The XEN30 node started showing some issues with dom0 showing stress from arcconf requests stalling on the RAID card.
12.40am: The server was rebooted but is not coming back on line. It's not booting yet. We may need to replace the RAID card.
1.10am: The data centre remote hands have been asked to hook up a recovery session so we can see why the server is not booting from the drive. The RAID array itself shows optimal and healthy.
1.55am: We're still waiting for the data centre to remove the KVM and onvert it to a recovery session. We'll be working on this the moment they do this.
3.00am: Our senior systems admin is and has been working on this server. There appears to be no partition table on the drive. We're trying to recover this. Please bear with us. As a precaution those clients on this node who have backups we have started building new servers and have started a restore just as a precaution and to speed things up should the server be not able to be recovered.

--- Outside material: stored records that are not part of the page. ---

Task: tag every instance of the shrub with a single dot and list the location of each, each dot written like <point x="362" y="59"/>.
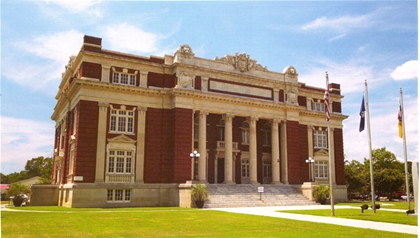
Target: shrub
<point x="321" y="193"/>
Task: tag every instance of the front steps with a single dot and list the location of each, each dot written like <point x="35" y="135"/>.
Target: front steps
<point x="247" y="195"/>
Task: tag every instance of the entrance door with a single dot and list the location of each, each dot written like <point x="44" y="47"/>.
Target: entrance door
<point x="267" y="172"/>
<point x="220" y="170"/>
<point x="245" y="171"/>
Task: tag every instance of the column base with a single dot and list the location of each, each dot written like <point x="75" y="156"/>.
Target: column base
<point x="229" y="182"/>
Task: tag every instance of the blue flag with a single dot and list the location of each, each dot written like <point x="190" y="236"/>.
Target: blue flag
<point x="362" y="115"/>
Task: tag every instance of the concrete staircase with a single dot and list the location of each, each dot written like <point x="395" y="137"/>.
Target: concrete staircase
<point x="247" y="195"/>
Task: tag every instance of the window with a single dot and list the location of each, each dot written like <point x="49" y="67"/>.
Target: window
<point x="267" y="168"/>
<point x="321" y="169"/>
<point x="245" y="133"/>
<point x="267" y="135"/>
<point x="320" y="139"/>
<point x="124" y="78"/>
<point x="119" y="195"/>
<point x="71" y="162"/>
<point x="74" y="121"/>
<point x="120" y="161"/>
<point x="122" y="121"/>
<point x="222" y="130"/>
<point x="196" y="129"/>
<point x="317" y="106"/>
<point x="245" y="168"/>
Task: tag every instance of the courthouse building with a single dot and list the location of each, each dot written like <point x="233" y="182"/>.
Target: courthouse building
<point x="126" y="125"/>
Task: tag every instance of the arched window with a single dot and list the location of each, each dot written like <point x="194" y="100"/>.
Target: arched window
<point x="266" y="135"/>
<point x="245" y="133"/>
<point x="196" y="128"/>
<point x="222" y="130"/>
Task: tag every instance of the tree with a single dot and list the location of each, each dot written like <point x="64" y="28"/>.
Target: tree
<point x="388" y="174"/>
<point x="40" y="167"/>
<point x="355" y="176"/>
<point x="17" y="189"/>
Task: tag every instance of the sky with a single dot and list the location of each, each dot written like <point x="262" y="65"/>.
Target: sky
<point x="357" y="41"/>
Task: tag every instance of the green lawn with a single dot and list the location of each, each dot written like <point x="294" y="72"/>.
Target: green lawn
<point x="380" y="215"/>
<point x="163" y="222"/>
<point x="389" y="205"/>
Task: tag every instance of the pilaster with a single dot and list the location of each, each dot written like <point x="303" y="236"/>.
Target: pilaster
<point x="101" y="142"/>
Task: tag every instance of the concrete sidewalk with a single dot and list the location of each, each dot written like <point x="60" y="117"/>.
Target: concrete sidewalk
<point x="272" y="212"/>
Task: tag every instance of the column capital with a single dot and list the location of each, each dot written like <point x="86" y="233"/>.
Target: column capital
<point x="228" y="116"/>
<point x="276" y="120"/>
<point x="252" y="119"/>
<point x="103" y="104"/>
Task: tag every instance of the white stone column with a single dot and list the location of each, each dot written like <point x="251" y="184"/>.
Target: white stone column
<point x="141" y="138"/>
<point x="228" y="149"/>
<point x="143" y="79"/>
<point x="283" y="160"/>
<point x="275" y="151"/>
<point x="310" y="141"/>
<point x="202" y="139"/>
<point x="311" y="151"/>
<point x="101" y="142"/>
<point x="333" y="156"/>
<point x="253" y="150"/>
<point x="204" y="84"/>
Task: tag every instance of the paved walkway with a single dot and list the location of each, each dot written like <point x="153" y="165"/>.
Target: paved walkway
<point x="272" y="212"/>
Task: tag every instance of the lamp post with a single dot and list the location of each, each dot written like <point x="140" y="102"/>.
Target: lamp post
<point x="310" y="161"/>
<point x="195" y="155"/>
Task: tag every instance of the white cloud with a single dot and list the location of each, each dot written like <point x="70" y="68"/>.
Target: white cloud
<point x="128" y="38"/>
<point x="51" y="53"/>
<point x="58" y="46"/>
<point x="77" y="5"/>
<point x="342" y="23"/>
<point x="408" y="70"/>
<point x="384" y="131"/>
<point x="350" y="75"/>
<point x="22" y="140"/>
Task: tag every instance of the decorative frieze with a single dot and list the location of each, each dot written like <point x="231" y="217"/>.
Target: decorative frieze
<point x="241" y="62"/>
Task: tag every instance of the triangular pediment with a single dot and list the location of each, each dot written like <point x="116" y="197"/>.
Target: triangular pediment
<point x="321" y="153"/>
<point x="121" y="139"/>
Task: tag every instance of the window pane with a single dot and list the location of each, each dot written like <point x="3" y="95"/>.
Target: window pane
<point x="109" y="195"/>
<point x="128" y="166"/>
<point x="130" y="124"/>
<point x="115" y="80"/>
<point x="111" y="164"/>
<point x="132" y="80"/>
<point x="127" y="195"/>
<point x="120" y="165"/>
<point x="118" y="194"/>
<point x="121" y="124"/>
<point x="124" y="79"/>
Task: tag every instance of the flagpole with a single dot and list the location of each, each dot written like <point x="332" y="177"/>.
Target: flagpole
<point x="407" y="183"/>
<point x="372" y="185"/>
<point x="330" y="167"/>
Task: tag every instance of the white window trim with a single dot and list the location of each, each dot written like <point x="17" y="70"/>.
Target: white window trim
<point x="124" y="195"/>
<point x="119" y="77"/>
<point x="324" y="165"/>
<point x="119" y="117"/>
<point x="322" y="135"/>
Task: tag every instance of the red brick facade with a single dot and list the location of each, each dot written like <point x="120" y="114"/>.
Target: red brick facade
<point x="164" y="102"/>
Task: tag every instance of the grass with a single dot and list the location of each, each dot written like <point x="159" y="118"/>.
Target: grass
<point x="388" y="205"/>
<point x="163" y="222"/>
<point x="397" y="217"/>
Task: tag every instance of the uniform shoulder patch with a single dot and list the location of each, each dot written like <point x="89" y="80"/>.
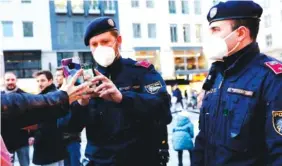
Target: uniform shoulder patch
<point x="144" y="63"/>
<point x="154" y="87"/>
<point x="275" y="66"/>
<point x="277" y="121"/>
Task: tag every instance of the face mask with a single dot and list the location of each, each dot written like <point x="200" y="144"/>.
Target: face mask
<point x="104" y="55"/>
<point x="216" y="48"/>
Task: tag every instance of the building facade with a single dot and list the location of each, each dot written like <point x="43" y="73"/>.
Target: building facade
<point x="69" y="20"/>
<point x="168" y="33"/>
<point x="25" y="37"/>
<point x="36" y="35"/>
<point x="270" y="32"/>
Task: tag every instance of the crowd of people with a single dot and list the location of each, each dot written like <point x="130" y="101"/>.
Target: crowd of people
<point x="125" y="107"/>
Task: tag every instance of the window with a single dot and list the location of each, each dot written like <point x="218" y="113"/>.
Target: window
<point x="266" y="3"/>
<point x="172" y="7"/>
<point x="63" y="55"/>
<point x="78" y="31"/>
<point x="94" y="7"/>
<point x="22" y="63"/>
<point x="151" y="31"/>
<point x="184" y="61"/>
<point x="77" y="6"/>
<point x="173" y="33"/>
<point x="198" y="33"/>
<point x="214" y="2"/>
<point x="150" y="3"/>
<point x="197" y="5"/>
<point x="268" y="40"/>
<point x="26" y="1"/>
<point x="186" y="33"/>
<point x="185" y="6"/>
<point x="7" y="28"/>
<point x="109" y="5"/>
<point x="267" y="21"/>
<point x="60" y="6"/>
<point x="136" y="30"/>
<point x="28" y="29"/>
<point x="61" y="30"/>
<point x="134" y="3"/>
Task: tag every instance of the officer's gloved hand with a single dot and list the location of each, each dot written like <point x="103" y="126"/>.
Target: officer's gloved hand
<point x="164" y="156"/>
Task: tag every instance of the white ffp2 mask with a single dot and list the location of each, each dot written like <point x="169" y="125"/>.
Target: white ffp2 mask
<point x="104" y="55"/>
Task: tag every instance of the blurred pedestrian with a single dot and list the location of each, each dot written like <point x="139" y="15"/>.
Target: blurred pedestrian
<point x="182" y="136"/>
<point x="16" y="141"/>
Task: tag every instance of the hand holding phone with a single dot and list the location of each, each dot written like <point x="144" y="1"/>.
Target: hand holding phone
<point x="70" y="67"/>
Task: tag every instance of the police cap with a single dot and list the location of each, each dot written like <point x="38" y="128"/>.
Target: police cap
<point x="234" y="10"/>
<point x="98" y="26"/>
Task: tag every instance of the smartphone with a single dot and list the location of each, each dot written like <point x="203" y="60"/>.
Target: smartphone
<point x="88" y="70"/>
<point x="70" y="67"/>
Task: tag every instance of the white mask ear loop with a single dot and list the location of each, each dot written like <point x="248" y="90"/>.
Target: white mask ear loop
<point x="235" y="45"/>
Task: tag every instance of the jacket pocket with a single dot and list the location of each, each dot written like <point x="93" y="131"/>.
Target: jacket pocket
<point x="239" y="116"/>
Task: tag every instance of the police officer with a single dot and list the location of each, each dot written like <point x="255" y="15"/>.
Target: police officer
<point x="128" y="104"/>
<point x="241" y="114"/>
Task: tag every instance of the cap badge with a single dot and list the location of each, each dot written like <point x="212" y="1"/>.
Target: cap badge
<point x="213" y="12"/>
<point x="111" y="22"/>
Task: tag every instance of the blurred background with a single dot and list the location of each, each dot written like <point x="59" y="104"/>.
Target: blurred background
<point x="36" y="34"/>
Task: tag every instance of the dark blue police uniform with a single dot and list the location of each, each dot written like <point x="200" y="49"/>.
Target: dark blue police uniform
<point x="241" y="115"/>
<point x="123" y="134"/>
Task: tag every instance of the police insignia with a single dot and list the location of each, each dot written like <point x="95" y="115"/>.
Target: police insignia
<point x="240" y="91"/>
<point x="145" y="64"/>
<point x="275" y="66"/>
<point x="213" y="12"/>
<point x="111" y="22"/>
<point x="277" y="121"/>
<point x="154" y="87"/>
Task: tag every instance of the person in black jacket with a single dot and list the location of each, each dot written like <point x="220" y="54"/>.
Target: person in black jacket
<point x="23" y="109"/>
<point x="49" y="147"/>
<point x="71" y="139"/>
<point x="16" y="141"/>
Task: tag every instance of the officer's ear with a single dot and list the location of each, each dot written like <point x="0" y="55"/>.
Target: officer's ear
<point x="243" y="33"/>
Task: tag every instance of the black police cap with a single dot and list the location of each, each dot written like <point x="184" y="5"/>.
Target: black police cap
<point x="234" y="10"/>
<point x="98" y="26"/>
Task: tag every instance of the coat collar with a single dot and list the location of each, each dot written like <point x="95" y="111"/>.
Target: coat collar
<point x="48" y="89"/>
<point x="238" y="61"/>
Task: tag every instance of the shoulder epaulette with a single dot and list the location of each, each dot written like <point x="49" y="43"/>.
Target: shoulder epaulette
<point x="275" y="66"/>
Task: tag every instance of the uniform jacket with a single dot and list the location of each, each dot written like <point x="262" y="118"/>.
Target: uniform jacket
<point x="123" y="134"/>
<point x="19" y="137"/>
<point x="177" y="93"/>
<point x="48" y="145"/>
<point x="182" y="134"/>
<point x="240" y="115"/>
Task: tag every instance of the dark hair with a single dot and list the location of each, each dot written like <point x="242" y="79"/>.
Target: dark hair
<point x="115" y="33"/>
<point x="47" y="73"/>
<point x="59" y="68"/>
<point x="251" y="24"/>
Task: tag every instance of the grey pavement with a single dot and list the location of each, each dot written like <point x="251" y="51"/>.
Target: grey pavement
<point x="194" y="116"/>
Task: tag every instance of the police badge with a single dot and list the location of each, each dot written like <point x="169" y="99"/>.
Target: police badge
<point x="277" y="121"/>
<point x="154" y="87"/>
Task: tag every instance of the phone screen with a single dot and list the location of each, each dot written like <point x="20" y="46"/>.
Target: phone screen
<point x="70" y="67"/>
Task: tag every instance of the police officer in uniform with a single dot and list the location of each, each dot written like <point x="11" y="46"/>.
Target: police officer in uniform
<point x="241" y="114"/>
<point x="127" y="106"/>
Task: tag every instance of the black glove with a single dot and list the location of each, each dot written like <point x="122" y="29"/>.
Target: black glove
<point x="164" y="156"/>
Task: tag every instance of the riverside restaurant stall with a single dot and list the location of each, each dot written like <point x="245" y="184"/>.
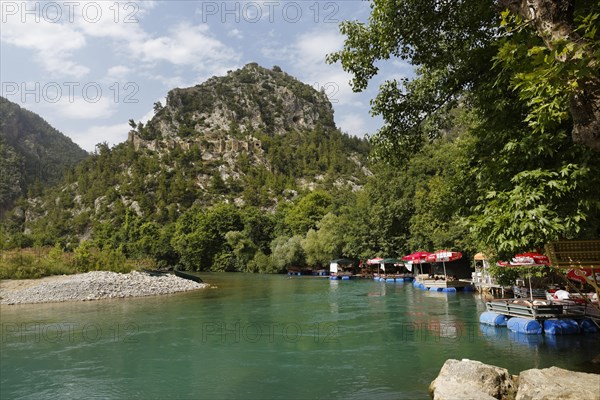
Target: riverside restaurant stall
<point x="541" y="314"/>
<point x="392" y="270"/>
<point x="441" y="283"/>
<point x="342" y="268"/>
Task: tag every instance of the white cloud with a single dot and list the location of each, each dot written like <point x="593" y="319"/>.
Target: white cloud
<point x="186" y="45"/>
<point x="236" y="33"/>
<point x="52" y="43"/>
<point x="117" y="73"/>
<point x="80" y="108"/>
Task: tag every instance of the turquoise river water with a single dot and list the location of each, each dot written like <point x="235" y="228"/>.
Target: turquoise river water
<point x="263" y="337"/>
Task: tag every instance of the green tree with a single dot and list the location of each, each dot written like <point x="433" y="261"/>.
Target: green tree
<point x="288" y="252"/>
<point x="308" y="211"/>
<point x="527" y="80"/>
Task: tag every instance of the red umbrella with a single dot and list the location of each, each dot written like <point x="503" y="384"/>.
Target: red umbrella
<point x="418" y="257"/>
<point x="582" y="274"/>
<point x="531" y="259"/>
<point x="443" y="256"/>
<point x="374" y="261"/>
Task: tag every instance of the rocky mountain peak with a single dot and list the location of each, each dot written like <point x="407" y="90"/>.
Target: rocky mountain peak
<point x="251" y="99"/>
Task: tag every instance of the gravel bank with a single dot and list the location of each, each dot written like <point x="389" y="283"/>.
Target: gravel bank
<point x="94" y="286"/>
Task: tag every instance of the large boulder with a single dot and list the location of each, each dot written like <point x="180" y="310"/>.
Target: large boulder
<point x="468" y="379"/>
<point x="558" y="383"/>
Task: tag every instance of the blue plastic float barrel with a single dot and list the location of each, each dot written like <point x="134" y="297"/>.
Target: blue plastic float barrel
<point x="586" y="325"/>
<point x="492" y="318"/>
<point x="524" y="325"/>
<point x="555" y="326"/>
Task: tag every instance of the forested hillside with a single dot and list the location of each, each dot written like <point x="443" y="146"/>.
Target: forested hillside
<point x="221" y="171"/>
<point x="32" y="153"/>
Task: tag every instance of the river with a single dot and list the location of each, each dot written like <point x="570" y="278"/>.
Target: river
<point x="263" y="337"/>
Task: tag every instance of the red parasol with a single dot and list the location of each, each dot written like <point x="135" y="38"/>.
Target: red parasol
<point x="417" y="257"/>
<point x="443" y="256"/>
<point x="374" y="261"/>
<point x="582" y="275"/>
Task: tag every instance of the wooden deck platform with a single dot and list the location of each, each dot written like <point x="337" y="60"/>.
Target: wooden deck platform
<point x="537" y="310"/>
<point x="441" y="283"/>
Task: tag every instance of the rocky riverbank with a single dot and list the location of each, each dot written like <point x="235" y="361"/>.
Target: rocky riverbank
<point x="467" y="379"/>
<point x="92" y="286"/>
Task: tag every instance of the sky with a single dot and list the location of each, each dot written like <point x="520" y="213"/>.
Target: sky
<point x="87" y="67"/>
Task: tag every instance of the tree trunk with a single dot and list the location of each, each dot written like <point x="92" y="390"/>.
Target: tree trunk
<point x="553" y="20"/>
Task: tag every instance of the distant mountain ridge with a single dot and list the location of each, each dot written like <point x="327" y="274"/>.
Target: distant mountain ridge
<point x="31" y="152"/>
<point x="254" y="138"/>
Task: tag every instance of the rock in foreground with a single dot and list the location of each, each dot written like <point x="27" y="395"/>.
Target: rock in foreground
<point x="99" y="285"/>
<point x="558" y="383"/>
<point x="469" y="379"/>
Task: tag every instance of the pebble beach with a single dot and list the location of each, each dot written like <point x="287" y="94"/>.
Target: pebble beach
<point x="94" y="285"/>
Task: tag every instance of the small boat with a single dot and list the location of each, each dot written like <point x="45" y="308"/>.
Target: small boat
<point x="185" y="275"/>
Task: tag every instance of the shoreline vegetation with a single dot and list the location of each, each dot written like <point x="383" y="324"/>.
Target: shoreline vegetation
<point x="39" y="262"/>
<point x="94" y="285"/>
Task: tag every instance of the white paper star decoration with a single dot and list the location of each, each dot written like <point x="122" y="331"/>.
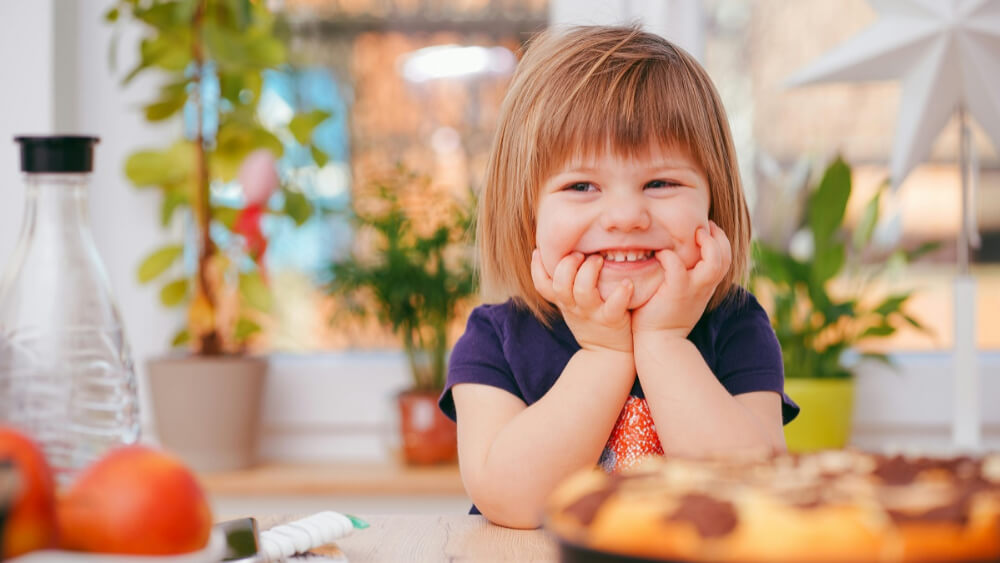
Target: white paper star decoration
<point x="947" y="53"/>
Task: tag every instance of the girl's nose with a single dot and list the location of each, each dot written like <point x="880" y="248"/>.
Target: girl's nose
<point x="625" y="213"/>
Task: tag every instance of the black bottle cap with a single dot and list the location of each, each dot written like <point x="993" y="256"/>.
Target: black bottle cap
<point x="57" y="153"/>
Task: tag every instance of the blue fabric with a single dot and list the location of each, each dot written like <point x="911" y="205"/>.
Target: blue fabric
<point x="505" y="346"/>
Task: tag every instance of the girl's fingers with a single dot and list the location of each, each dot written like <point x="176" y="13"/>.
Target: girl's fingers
<point x="707" y="269"/>
<point x="716" y="256"/>
<point x="674" y="270"/>
<point x="616" y="305"/>
<point x="564" y="277"/>
<point x="585" y="291"/>
<point x="724" y="245"/>
<point x="543" y="283"/>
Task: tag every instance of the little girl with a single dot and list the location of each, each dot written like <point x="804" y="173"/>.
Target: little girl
<point x="613" y="222"/>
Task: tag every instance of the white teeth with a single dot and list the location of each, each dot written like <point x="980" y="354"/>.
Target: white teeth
<point x="627" y="256"/>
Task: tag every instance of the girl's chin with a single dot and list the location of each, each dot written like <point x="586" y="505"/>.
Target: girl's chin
<point x="645" y="287"/>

7.00am Our senior system administrator has been trying all night to get the array back on line. We're currently having the data centre attach a Debian Live CD to the server and we are going to try one last time to get the Logical Volumes to mount so we can salvage data from the array.
There are 7 clients on this node.
Three are managed clients and have backups we are restoring now
One is a SolusVM Control machine for another node so not service affecting and will be rebuilt later today (we can handle their requests via ssh commands in the meantime)
One is a Web server from a High Availability Cluster. This is lower priority as the same data is on multiple other servers and is non service affecting
One is a mail server with no backups purchased from us. We'll help this client restore any local backups they have and will work hard to retrive any data we can for them
At this point no more updates will be posted here we are opening individual tickets for the 7 affected clients.